We got a good court decision – but it was only as far as saying that ‘Yes, the Equal Pay Act is still alive, and it does still cover, and always did, equal pay for work of equal value’. That women from female-dominated occupations can take a case; with comparators for male-dominated occupations, and it doesn’t have to be within the same employer.
There was a good result, but it had not got as far as stipulating what a payrate should be, or anything. Essentially it was stage one, that said: Yes, we can take a case, and Yes, you can have comparators outside the workplace and that was appealed at the court of appeal, who upheld the Employment Court in a pretty good judgement. They tried to appeal to the Supreme Court, who said they wouldn’t take the case, said they might take it later on when it gets to the principles and actual amounts of money and so on. They weren’t taking it at this point. The next step was to establish some principles (in section 9 of the Equal Pay Act).
That was underway, but the government was scared to death, I think, of what the court would find.That it would cost a lot of money, that the principles would extend to a lot of female-dominated work, and so on. So the government proposed setting up a tripartite Working Party, with employers, unions and government, to try to set up the principles themselves and have them established by themselves and not by the courts.

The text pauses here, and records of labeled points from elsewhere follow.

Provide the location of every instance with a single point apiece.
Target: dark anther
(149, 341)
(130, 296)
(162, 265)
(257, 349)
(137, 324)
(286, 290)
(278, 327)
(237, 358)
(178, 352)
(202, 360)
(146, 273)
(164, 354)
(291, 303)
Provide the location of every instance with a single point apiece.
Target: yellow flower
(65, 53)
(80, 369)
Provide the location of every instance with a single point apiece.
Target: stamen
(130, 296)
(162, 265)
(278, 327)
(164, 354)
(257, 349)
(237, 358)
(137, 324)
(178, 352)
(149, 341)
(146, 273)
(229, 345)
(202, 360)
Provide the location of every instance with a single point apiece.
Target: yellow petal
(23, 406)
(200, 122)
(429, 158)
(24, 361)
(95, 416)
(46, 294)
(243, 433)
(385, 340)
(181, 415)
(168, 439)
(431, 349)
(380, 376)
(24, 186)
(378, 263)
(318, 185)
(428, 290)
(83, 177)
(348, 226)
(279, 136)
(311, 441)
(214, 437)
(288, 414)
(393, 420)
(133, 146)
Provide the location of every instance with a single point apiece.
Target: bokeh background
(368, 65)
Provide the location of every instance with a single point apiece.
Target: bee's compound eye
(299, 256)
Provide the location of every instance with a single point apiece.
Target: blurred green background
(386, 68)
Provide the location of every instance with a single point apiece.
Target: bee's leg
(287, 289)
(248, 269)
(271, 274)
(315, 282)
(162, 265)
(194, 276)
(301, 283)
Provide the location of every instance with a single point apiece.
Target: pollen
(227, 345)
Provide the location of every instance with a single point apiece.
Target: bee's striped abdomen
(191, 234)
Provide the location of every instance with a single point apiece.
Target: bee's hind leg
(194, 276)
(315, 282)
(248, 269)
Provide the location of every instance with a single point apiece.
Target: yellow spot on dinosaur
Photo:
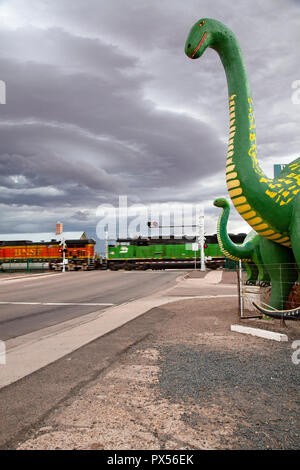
(231, 176)
(271, 193)
(230, 168)
(243, 208)
(267, 232)
(255, 221)
(233, 184)
(235, 192)
(249, 215)
(239, 200)
(284, 239)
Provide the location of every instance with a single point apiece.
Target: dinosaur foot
(293, 314)
(263, 283)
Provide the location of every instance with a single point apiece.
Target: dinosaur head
(221, 202)
(207, 32)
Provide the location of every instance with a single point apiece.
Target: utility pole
(106, 245)
(64, 255)
(201, 241)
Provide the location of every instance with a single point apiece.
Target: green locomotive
(162, 253)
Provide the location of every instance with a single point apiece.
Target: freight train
(78, 253)
(162, 253)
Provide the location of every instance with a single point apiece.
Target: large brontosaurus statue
(257, 252)
(270, 206)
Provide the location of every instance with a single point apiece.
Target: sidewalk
(189, 383)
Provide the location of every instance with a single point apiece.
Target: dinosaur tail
(293, 314)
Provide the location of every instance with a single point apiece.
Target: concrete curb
(258, 332)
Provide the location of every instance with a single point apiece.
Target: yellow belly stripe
(267, 232)
(233, 184)
(231, 176)
(284, 239)
(230, 168)
(260, 227)
(235, 192)
(243, 208)
(249, 215)
(239, 200)
(275, 237)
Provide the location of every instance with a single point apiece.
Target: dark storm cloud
(101, 101)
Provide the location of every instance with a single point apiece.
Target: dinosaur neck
(248, 186)
(230, 249)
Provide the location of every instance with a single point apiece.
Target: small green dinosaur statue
(259, 251)
(270, 206)
(248, 251)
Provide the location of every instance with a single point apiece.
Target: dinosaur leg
(279, 261)
(295, 234)
(263, 278)
(252, 273)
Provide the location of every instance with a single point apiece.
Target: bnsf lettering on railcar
(28, 252)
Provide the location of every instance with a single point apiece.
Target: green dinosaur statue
(258, 251)
(248, 252)
(270, 206)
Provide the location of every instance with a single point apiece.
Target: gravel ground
(190, 384)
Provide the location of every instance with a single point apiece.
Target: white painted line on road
(266, 334)
(58, 303)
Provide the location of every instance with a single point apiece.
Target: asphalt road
(36, 302)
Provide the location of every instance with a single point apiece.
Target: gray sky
(102, 102)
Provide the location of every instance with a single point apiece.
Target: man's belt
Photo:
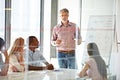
(70, 51)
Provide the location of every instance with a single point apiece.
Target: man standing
(65, 36)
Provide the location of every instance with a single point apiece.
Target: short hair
(64, 10)
(2, 43)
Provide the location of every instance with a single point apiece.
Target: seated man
(35, 58)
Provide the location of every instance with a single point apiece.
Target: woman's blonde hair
(17, 46)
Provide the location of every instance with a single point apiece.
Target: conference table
(57, 74)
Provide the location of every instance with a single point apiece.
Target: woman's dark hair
(93, 52)
(2, 43)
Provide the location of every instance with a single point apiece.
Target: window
(25, 19)
(2, 18)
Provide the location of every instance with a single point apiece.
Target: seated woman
(16, 56)
(3, 65)
(95, 67)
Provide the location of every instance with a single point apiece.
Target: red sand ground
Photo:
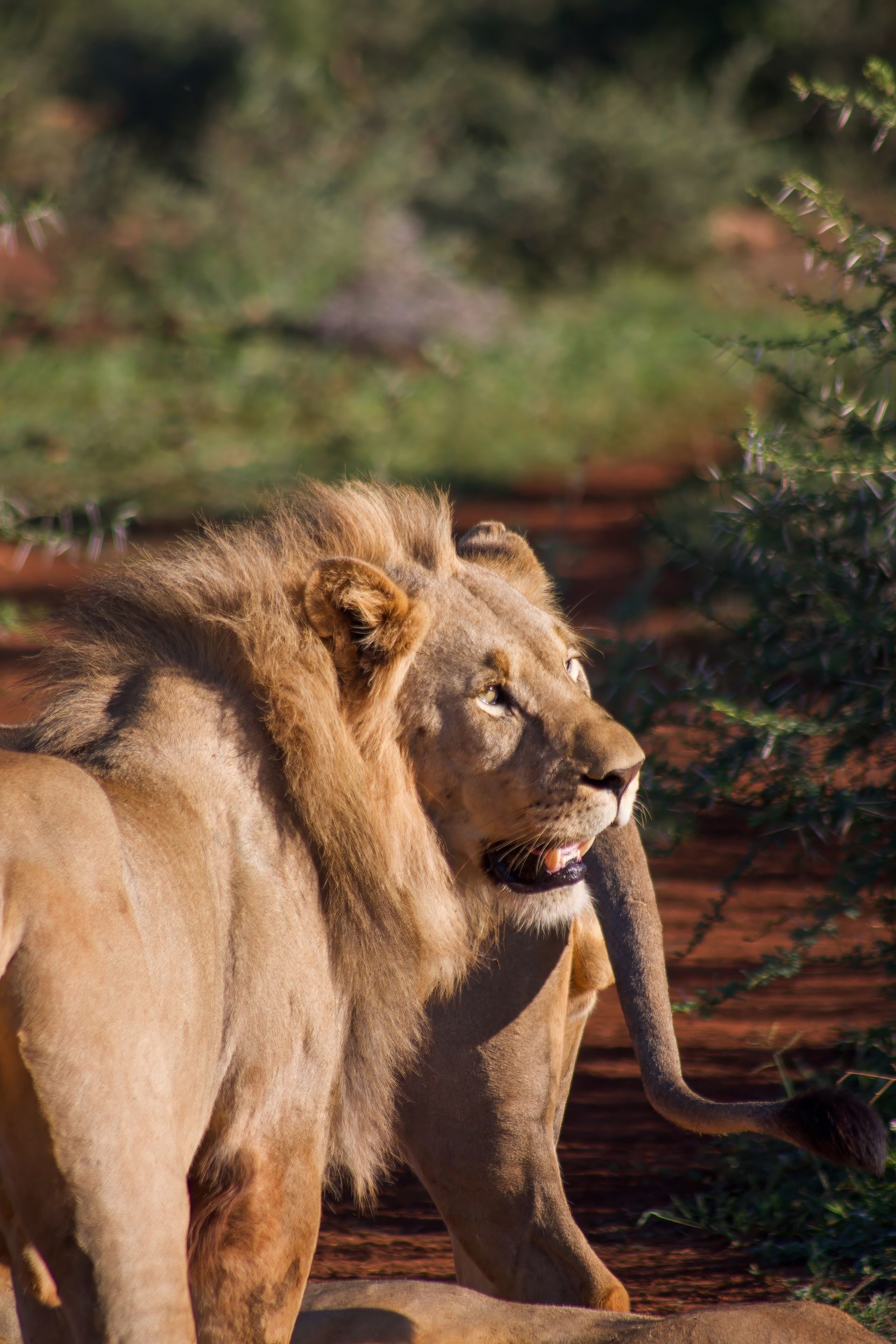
(617, 1155)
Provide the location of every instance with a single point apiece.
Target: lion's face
(516, 765)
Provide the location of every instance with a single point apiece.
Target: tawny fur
(227, 608)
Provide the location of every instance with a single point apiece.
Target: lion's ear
(370, 623)
(508, 553)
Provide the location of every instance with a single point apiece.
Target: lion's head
(516, 767)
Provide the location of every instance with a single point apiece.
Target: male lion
(287, 780)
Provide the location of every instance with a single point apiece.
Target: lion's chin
(545, 910)
(538, 870)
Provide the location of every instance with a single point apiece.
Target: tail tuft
(837, 1126)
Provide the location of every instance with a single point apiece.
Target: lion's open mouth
(538, 870)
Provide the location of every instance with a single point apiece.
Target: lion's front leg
(480, 1119)
(256, 1214)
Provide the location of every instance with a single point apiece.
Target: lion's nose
(616, 781)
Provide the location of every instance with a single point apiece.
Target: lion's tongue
(565, 854)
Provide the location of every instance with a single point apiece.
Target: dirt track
(617, 1155)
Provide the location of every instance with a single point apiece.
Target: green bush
(789, 703)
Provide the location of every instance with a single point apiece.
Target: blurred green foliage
(224, 171)
(786, 707)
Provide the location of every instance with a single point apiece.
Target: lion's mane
(226, 608)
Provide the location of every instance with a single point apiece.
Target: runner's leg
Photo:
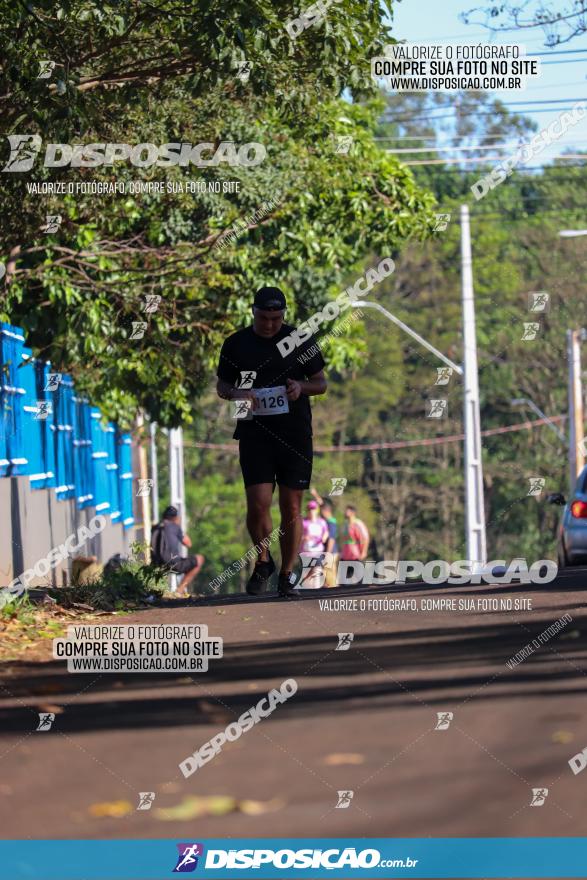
(290, 505)
(259, 516)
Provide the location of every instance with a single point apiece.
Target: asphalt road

This was in 2015. There ended up being two working parties, one for principles, and one to look at the actual case, the caring work itself. The “principles” Working Party reported toward the end of last year. The government accepted the principles toward the end of the year – to my view, they are not that brilliant, and do not do too much more than the Act does already. But they do have some mechanisms stuff in there, it’s a good start. The only thing was that the government were nervous about how wide the comparators were, and said you should have a hierarchy of comparators, and you should look within the workplace first. That’s where things are at with that Working Party.
The government has said changes to the Equal Pay Act will be needed in order to implement it, and those are going to be done in the first half of this year. A lot of us are nervous about opening up the Equal Pay Act, thinking it could have just been done by a set of regulations added to the Act. Once you start amending an Act – who knows what the government will try and amend it to say. Watch this space!
The other Working Party on the actual amounts, and processes for caring work, has gone on and on. One hears rumours about it – there has certainly been an offer; it may be quite a few dollars. The caring workers are only paid, in the private sector, a little above minimum wage. Similar workers in the public sector probably receive around $21 or $22, and what one fears may happen is that they will even it up – pay parity between public and private sectors. That would be hard to turn down, and quite reasonably the workers in the industry would jump at it; but it is not true pay equity. Both sorts of workers are underpaid relative to other sorts of work, and we think something like $25-6 an hour, at a guess, would be better.